El menú es, por definición de la totalidad, una emergencia, un algo más que la simple suma de sus partes. Ahora bien, o aseguramos un progreso civilizador, una cultura gastronómica de altura, o se nos antoja una utopía irrealizable el correcto menú obtenido por elección en estos “bufés”.

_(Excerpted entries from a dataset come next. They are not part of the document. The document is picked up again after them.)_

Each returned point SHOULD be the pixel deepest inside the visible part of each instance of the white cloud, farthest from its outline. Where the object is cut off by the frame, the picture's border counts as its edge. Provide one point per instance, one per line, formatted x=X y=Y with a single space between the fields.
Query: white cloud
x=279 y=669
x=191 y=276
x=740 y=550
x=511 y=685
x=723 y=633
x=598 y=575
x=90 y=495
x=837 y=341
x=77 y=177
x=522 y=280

¿Pero qué hay del criterio? ¿Cuál ha de ser el hilo conductor o, quizá el fin o sentido que determine el orden, la función y, por ende, la integración de las partes? Entrantes, primero, segundo, postres y los caldos que marinen con cada uno de los platos, formarán una unidad, solo y solo si se dan las relaciones funcionales que permitan a las partes cumplir con el fin previsto al todo. Como los órganos del sistema del ser vivo sirven a su supervivencia y reproducción, en definitiva al mantenimiento del ser, así los platos de un menú deben servir al fin del que lo diseñó y del que lo disfruta.

Huelga argumentar que las cartas, cuanto más extensas peor, ni los menús con elección entre varios platos, como es nuestro caso hoy, difícilmente sirven al fin del correcto “buen menú”, salvo para los doctos y experimentados comensales. Preferimos los llamados menús de degustación, o de autor, cerrados, donde como mínimo se presupone que hay un sentido en el conjunto y que a ese sentido sirven las partes que lo componen.

En lo que se refiere a propuestas mereológicas, qué entrantes con qué primeros, etcétera, es materia bastante para una extensa disertación que aquí no cabe. Una tesis merecería llevar hasta el final el tema de este aperitivo. Lo que sí podemos apuntar es que a mayor elaboración y sofisticación de un plato mayor dificultad para integrarlo con el resto de las partes del todo. Y es cosa muy de la moda actual exagerar por exceso en las elaboraciones que pueden hallarse en los platos. No vemos cómo explicar la interacción sistémica de tempuras unidas a esferificaciones y espumas, en una misma presentación y mucho menos en relación a otra inacabable lista de modernidades en el resto de los platos. Si de algo puede la cultura occidental estar agradecida al estructuralismo es por su tendencia simplificadora, de la aplicación interesada del principio económico nominalista. Menos, es más, sí y, desde luego, más sencillo de explicar.

En nuestro caso el “buen menú” será siempre el que tenga sentido, y el sentido no exige necesariamente estructuras complejas, exige necesariamente criterio y claridad, en su diseño y en su elaboración, de lo contario la experiencia de disfrutarlo será una quimera.